Катерина послушно отдернула руку.
— А почему она такая большая? Как энциклопедия?
К этому вопросу я была готова.
— Старинное издание. Теперь такое не достать. С картинками.
— С картинками?
— На них нарисованы все: Франсин, Нелли — все-все.
— Что, и барышни Тинмор? И капрал Райнор? И Бен?
— Все-все.
— Ирена! Ну пожалуйста, достань ее. Я хочу посмотреть! Я хочу на них глянуть!
— Не-а. Нельзя. Не проси.
И тут ее глаза сузились:
— А почему на обложке написано «Лермонтов»? — спросила она. — Это ведь Бетти Смит — автор «Деревца»!
Все-таки, я напутала. Не запомнила с одного раза. Все эти русские, немцы, американцы. Мужчины и женщины с труднопроизносимыми именами, рядами стоящие у них на полке. Эпохи, теории, история. Все вперемежку.
— Лермонтов, — медленно повторила я. — Лермонтов. Это ведь псевдоним Бетти Смит. В те времена женщине нельзя было просто печататься под своим именем. Женщин тогда угнетали. А правда — она всплыла потом. Лермонтов был… женщиной. — От этой внезапной лжи у меня пересохло во рту.
— Серьезно? А почему она взяла русский псевдоним?
— А ты не заметила, как она относится к бедным? Бетти Смит была коммунисткой!
Катерина покачала головой — и на этом все кончилось. А я — я больше не могла взглянуть ей в глаза. Всякий раз, когда она заявляла: «Я хочу с тобой поговорить» и брала меня за руку, я думала: сейчас скажет про настоящего Лермонтова, которого, наконец, достала дома с полки. А я каждый раз говорила, что сейчас страшно спешу, и старалась ее избегать. Наша дружба, которая, казалось, навсегда, таяла на глазах. Мои попытки избегать Катерину ничему не помогали: мой позор оставался при мне. Стоило нам столкнуться на лестнице или в раздевалке школьного бассейна — я ждала, что Катерина начнет дразнить меня: «Лермонтов! Лермонтов!» Всякий раз, когда учительница музыки вызывала ее к доске, мне казалось, что Катерина поет не задание по сольфеджио, а: «лер» вместо ля, «мон» вместо ми, «тов» вместо до.
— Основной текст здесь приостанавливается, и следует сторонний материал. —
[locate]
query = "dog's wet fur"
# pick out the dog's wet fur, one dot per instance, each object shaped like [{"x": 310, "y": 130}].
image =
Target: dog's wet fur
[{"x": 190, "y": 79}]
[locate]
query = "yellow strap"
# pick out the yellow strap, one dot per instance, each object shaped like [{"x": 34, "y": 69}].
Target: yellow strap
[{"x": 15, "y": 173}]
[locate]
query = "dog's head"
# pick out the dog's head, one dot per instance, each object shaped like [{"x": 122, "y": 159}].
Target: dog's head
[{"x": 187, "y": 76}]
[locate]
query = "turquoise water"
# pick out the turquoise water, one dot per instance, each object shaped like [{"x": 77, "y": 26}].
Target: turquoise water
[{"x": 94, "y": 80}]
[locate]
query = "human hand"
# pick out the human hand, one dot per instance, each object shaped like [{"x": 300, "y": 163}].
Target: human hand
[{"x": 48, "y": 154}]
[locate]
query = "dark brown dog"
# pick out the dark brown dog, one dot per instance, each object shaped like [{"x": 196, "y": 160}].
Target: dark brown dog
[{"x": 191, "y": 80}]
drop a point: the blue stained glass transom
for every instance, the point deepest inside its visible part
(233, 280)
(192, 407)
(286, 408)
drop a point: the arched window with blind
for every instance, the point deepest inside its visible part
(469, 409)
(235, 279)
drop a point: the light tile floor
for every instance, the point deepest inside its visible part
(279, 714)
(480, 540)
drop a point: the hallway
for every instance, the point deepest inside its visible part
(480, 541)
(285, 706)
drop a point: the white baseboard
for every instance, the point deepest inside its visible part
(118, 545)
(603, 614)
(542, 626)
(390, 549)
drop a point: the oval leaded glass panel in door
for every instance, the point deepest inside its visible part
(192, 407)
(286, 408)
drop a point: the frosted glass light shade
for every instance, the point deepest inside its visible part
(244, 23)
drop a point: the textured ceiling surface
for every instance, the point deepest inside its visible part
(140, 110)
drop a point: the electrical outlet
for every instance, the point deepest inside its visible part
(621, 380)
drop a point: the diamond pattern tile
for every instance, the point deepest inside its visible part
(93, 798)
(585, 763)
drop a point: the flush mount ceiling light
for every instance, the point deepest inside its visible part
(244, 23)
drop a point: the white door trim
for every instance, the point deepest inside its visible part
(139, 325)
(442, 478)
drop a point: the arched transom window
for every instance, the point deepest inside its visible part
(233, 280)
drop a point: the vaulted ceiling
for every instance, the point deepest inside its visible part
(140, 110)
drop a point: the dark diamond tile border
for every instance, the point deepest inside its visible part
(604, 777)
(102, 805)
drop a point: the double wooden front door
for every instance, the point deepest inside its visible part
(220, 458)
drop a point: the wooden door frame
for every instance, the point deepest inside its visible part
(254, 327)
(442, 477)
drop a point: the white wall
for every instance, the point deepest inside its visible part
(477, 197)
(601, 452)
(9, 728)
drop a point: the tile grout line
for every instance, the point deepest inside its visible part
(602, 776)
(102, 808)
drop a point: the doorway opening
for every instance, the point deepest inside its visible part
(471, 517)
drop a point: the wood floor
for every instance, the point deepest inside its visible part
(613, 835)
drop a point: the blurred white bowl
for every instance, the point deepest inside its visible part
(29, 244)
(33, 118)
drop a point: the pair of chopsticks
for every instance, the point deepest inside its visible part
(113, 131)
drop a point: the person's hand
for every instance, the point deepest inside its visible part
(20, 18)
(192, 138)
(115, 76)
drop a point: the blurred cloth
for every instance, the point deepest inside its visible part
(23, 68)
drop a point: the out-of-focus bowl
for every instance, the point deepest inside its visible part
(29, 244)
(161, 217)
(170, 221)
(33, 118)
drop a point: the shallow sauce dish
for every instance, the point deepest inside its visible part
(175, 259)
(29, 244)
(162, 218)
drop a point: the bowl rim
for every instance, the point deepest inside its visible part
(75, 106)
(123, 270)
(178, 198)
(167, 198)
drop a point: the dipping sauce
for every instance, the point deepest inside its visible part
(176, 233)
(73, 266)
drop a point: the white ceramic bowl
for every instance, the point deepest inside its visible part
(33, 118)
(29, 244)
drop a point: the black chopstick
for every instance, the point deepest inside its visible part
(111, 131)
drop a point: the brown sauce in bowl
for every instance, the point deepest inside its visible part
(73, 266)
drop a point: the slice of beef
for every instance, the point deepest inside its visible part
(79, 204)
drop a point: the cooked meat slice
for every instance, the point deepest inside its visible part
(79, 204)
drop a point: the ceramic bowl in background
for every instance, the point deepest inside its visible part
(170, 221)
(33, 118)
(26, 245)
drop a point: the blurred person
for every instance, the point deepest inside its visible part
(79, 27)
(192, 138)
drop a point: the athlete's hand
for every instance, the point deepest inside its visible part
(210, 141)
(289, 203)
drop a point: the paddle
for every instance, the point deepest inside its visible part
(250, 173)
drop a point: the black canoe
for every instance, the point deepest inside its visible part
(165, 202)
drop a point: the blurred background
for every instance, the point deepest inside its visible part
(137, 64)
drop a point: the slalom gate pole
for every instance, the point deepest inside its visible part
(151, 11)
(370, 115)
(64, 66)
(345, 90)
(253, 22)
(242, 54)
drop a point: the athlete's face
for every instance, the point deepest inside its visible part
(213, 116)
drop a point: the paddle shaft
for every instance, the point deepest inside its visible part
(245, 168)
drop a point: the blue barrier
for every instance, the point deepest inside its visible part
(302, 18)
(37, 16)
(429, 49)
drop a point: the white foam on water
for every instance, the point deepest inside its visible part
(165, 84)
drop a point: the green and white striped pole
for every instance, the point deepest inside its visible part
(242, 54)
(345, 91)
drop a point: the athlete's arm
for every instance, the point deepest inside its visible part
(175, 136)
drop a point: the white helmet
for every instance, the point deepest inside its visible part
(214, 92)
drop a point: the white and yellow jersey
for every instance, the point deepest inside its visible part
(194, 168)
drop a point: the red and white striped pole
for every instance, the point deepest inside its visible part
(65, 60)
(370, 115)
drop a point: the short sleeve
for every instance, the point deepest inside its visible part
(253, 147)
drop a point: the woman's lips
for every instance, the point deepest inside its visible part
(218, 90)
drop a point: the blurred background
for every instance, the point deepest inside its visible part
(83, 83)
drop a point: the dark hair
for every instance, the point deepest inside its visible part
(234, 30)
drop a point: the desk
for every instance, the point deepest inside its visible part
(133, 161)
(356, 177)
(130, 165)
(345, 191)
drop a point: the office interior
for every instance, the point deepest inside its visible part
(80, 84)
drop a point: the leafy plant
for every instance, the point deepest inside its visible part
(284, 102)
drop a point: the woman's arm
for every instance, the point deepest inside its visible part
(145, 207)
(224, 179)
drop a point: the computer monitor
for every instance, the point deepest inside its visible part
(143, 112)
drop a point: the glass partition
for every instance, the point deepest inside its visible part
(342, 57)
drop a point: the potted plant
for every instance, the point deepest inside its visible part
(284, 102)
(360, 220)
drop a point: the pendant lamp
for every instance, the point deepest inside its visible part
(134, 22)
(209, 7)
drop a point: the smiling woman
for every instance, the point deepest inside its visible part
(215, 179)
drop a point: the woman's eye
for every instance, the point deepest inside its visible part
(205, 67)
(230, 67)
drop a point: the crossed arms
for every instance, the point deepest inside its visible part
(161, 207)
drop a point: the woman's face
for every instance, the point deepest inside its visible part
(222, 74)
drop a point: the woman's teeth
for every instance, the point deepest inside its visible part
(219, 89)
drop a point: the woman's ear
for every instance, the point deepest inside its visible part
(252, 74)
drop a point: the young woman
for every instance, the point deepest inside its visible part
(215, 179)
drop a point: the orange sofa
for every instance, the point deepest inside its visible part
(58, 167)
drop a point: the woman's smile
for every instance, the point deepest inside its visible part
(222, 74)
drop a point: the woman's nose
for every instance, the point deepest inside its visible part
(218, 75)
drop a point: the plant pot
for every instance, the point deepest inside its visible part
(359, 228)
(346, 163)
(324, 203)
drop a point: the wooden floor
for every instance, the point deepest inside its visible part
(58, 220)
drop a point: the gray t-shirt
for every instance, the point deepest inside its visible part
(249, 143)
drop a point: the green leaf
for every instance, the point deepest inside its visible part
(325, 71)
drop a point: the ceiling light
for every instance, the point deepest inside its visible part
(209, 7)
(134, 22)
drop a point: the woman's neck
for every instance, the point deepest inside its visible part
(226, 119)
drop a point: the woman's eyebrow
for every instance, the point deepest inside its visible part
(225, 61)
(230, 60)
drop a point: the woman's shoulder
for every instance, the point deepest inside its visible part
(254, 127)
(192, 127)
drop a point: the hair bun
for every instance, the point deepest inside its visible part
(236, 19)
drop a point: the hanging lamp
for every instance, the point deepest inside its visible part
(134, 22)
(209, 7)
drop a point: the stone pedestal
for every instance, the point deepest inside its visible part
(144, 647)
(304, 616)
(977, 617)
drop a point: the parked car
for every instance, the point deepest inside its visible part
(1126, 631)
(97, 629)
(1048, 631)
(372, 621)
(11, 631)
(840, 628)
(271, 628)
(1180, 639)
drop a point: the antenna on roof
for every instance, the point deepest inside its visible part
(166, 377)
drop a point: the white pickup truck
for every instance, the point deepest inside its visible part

— И дочку ты назвала Франсин, — вырвалось у меня, помимо воли слишком ярки были воспоминания. — Ты так и не забыла «Деревце в Бруклине».
— Да нет, забыла, — пожала плечами Катерина. — Но муж — он шотландец, и при этом в роду у него были русские. Представляешь? Когда мы встретились с ним, я вспомнила про русский псевдоним Бетти Смит. Мир, что не говори, так мал… Вот я и выбрала для дочки имя Франсин. Оно напомнило мне школу, тебя, наш книжный шкаф. А это огромное издание с картинками, которое было у твоего отца!
И она вцепилась мне в руку — эмоции переполняли ее. Я натянуто улыбнулась и, наконец, заставила себя посмотреть ей в глаза.